Radford Neal’s Publications over Time

Academic
Intermediate
Integration
Author

Kian Ghodoussi

Published

March 15, 2025

Prerequisites

pip install sturdy-stats-sdk pandas numpy plotly

Code
from IPython.display import display, Markdown, Latex
import pandas as pd
import numpy as np
import plotly.express as px
from sturdystats import Index, Job

from pprint import pprint
Code
## Basic Utilities
px.defaults.template = "simple_white"  # Change the template
px.defaults.color_discrete_sequence = px.colors.qualitative.Dark24 # Change color sequence

def procFig(fig, **kwargs):
    fig.update_layout(plot_bgcolor= "rgba(0, 0, 0, 0)", paper_bgcolor= "rgba(0, 0, 0, 0)",
        margin=dict(l=0,r=0,b=0,t=30,pad=0),
        **kwargs
    )
    fig.layout.xaxis.fixedrange = True
    fig.layout.yaxis.fixedrange = True
    return fig

def displayText(df, highlight):
    def processText(row):
        t = "\n".join([ f'1. {r["short_title"]}: {int(r["prevalence"]*100)}%' for r in row["paragraph_topics"][:5] ])
        x = row["text"]
        res = []
        for word in x.split(" "):
            for term in highlight:
                if term in word.lower() and "**" not in word:
                    word = "**"+word+"**"
            res.append(word)
        return f"<em>\n\n#### Result {row.name+1}/{df.index.max()+1}\n\n##### {row['ticker']} {row['pub_quarter']}\n\n"+ t +"\n\n" + " ".join(res) + "</em>"

    res = df.apply(processText, axis=1).tolist()       
    display(Markdown(f"\n\n...\n\n".join(res)))

[Optional] Train Your Own Index

index = Index(id="index_4fd50a6fa7444cbcb672db636d811f4b")

# Uncomment the line below to create and train your own index
# index = Index(name="Radford_Neal_Publications")

if index.get_status()["state"] == "untrained":
    # https://www.semanticscholar.org/author/Radford-M.-Neal/1764325
    author_id = "1764325"
    index.ingestIntegration("author_cn", author_id)
    index.train(dict(burn_in=1200, subdoc_hierarchy=False), fast=True)
    print(job.get_status())
    # job.wait() # Sleeps until job finishes
Found an existing index with id="index_4fd50a6fa7444cbcb672db636d811f4b".

Explore Topics

Our bayesian probabilistic model learns a set of high level topics from your corpus.
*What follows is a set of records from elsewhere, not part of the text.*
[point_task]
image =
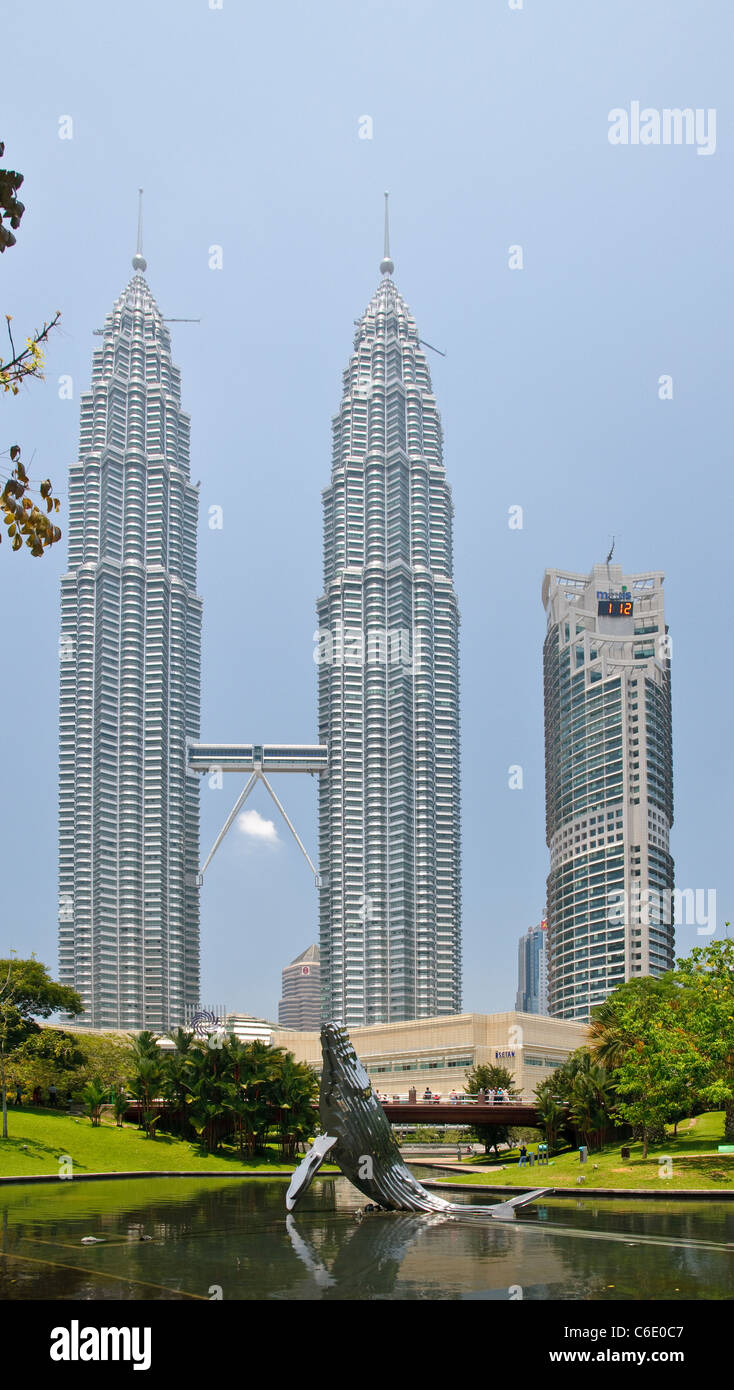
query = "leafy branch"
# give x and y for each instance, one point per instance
(22, 516)
(27, 363)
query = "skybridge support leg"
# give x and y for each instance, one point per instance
(292, 830)
(238, 805)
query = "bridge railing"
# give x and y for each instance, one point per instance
(449, 1100)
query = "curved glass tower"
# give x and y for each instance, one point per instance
(388, 688)
(129, 685)
(608, 784)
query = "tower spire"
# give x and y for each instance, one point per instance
(385, 264)
(138, 260)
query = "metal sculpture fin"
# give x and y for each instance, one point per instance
(307, 1169)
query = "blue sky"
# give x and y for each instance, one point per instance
(490, 129)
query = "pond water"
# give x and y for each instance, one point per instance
(231, 1239)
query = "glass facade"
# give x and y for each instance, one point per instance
(609, 784)
(129, 652)
(388, 690)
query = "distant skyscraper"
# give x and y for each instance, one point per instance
(388, 688)
(531, 972)
(129, 685)
(608, 784)
(300, 1005)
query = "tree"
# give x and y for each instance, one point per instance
(93, 1097)
(22, 516)
(661, 1065)
(612, 1030)
(592, 1100)
(706, 1007)
(27, 991)
(146, 1086)
(549, 1109)
(11, 209)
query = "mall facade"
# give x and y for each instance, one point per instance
(438, 1052)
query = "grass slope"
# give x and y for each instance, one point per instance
(692, 1153)
(46, 1134)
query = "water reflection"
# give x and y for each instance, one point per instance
(232, 1235)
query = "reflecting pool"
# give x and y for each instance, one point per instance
(230, 1237)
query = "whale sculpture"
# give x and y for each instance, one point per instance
(357, 1136)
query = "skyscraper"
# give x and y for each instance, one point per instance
(531, 972)
(388, 688)
(300, 1004)
(608, 784)
(129, 685)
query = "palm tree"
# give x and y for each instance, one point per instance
(177, 1073)
(93, 1098)
(146, 1086)
(549, 1111)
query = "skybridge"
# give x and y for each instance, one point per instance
(256, 759)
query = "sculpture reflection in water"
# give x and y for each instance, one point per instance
(357, 1137)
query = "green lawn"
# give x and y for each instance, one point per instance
(692, 1153)
(38, 1137)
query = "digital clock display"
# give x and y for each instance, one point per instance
(615, 608)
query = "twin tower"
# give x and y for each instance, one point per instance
(388, 688)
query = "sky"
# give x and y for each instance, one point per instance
(490, 125)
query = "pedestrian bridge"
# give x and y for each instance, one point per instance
(462, 1112)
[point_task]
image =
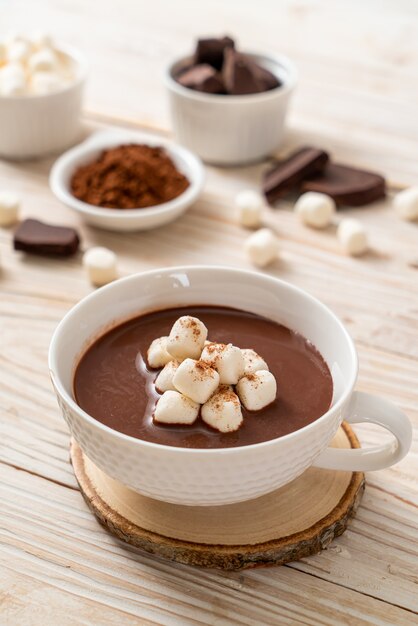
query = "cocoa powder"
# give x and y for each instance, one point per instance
(129, 177)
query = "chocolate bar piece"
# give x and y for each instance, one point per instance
(37, 237)
(202, 78)
(288, 174)
(347, 185)
(239, 75)
(211, 51)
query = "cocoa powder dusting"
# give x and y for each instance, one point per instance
(129, 177)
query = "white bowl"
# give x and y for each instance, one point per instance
(220, 476)
(126, 219)
(231, 130)
(37, 125)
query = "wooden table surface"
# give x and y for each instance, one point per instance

These topics are completely custom to your data, whether your dataset has hundreds of documents or billions. The model then maps this set of learned topics to single every word, sentence, paragraph, document, and group of documents to your dataset, providing a powerful semantic indexing.

This indexing enables us to store data in a granular, structured tabular format. This structured format enables rapid analysis to complex questions.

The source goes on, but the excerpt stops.